- Native to: Australia
- Region: Queensland
- Ethnicity: Turrbal
- Language family: Pama–Nyungan DurubalicTurrbal; ;

Language codes
- ISO 639-3: yxg
- Glottolog: yaga1256 Yagara-Jandai
- AIATSIS: E86 Turubul, E23 Jagara
- ELP: Yagara

= Turrbal language =

Australian Aboriginal language

Turrbal is an Aboriginal Australian language of the Turrbal people of the Brisbane area of Queensland.

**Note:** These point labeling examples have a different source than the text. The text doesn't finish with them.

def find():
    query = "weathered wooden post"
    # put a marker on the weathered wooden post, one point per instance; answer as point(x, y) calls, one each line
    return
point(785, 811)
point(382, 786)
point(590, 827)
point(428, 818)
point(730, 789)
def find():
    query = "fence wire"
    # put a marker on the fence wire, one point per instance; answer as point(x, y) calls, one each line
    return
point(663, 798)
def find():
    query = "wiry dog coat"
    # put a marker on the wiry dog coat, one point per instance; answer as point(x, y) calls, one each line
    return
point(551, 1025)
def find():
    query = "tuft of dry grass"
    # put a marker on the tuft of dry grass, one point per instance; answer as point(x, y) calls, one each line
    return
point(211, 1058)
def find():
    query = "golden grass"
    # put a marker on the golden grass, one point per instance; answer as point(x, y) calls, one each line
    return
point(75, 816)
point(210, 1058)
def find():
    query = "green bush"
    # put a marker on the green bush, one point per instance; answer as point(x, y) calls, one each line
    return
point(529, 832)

Alternate spellings include Turubul, Turrubal, Turrabul, Toorbal, and Tarabul. (Note: The Turrbal Association (an incorporated Turrbal association that offers cultural services) uses the spelling "Turrbal" in preference to other spellings.)

==Classification==
The four dialects listed in Dixon (2002) are sometimes seen as separate Durubalic languages, especially Jandai and Nunukul; Yagara, Yugarabul, and Turrbul proper are more likely to be considered dialects. Turrbal (E86) has been variously classified as a language, group of languages or as a dialect of another language. F. J. Watson classifies Turrbal (E86) as a sub group of Yugarabul E66, which is most likely the language Yagara E23. Norman Tindale uses the term Turrbal (E86) to refers to speakers of the language of Yagara E23. John Steele classifies Turrbal (E86) as a language within the Yagara language group. R. M. W. Dixon classifies Turrbal as a dialect of the language of Yagera, in the technical linguistic sense where mutually intelligible dialects are deemed to belong to a single language. Bowern considers Turrbal to be one of five languages of the "Turubulic" language group, the others being Nunukul, Yaraga, Janday and Guwar.

== Phonology ==

=== Consonants ===

|  | Peripheral |  | Laminal | Apical |
| Labial | Velar | Palatal | Alveolar |
| Plosive | b | ɡ | ɟ | d |
| Nasal | m | ŋ | ɲ | n |
| Rhotic |  |  |  | r |
| Lateral |  |  |  | l |
| Approximant | w |  | j |  |

- Stop sounds may also be heard as voiceless /[p, t, c, k]/.

=== Vowels ===

|  | Front | Central | Back |
|---|---|---|---|
| Close | i |  | u |
| Mid | e |  | o |
| Open |  | a |  |

- Vowel length is also distinctive.
- A lax /a/ can also be heard as [ə].

== Vocabulary ==
Some words from the Turrbal / Yagara language include:

- Bigi: sun
- Binung: ear
- Bugwal: wallaby
- Buneen: echidna
- Bangil / bungil: grass
- Buhn: knee
- Buyu: shin
- Deear : teeth
- Dhagun: land
- Dhambur : mouth
- Dharang: leg
- Dhiggeri: belly / stomach
- Dinna: foot
- Dyrrbin: bone
- Gahm: head
- Giga: shoulder
- Gurumba bigi: good day
- Gujah / guttah: snake
- Gagarr / guyurr: fish
- Juhrram: rain
- Juwahduwan / juwahnduwan / juwanbinl: bird(s)
- Killen: finger
- Kundul: canoe
- Marra: hand
- Dumbirrbi / marrambi: koala
- Mil: eye / eyes
- Guruman / murri: kangaroo
- Muru: nose
- Nammul: children
- Nggurrun: neck
- Ngumbi: home / camp
- Tahbil: water (fresh)
- Towan: fish
- Tullei: tree
- Waiyebba: arm
- Wunya: welcome / greetings
- Yilam: forehead

The literary journal Meanjin takes its name from the Turrbal name for the land centred at Gardens Point on which Brisbane was founded. This name is sometimes used for the greater Brisbane area.

==Loanword yakka==
The Australian English word yakka, an informal term referring to any work, especially of strenuous kind, comes from a Yagara word yaga, the verb for 'work'.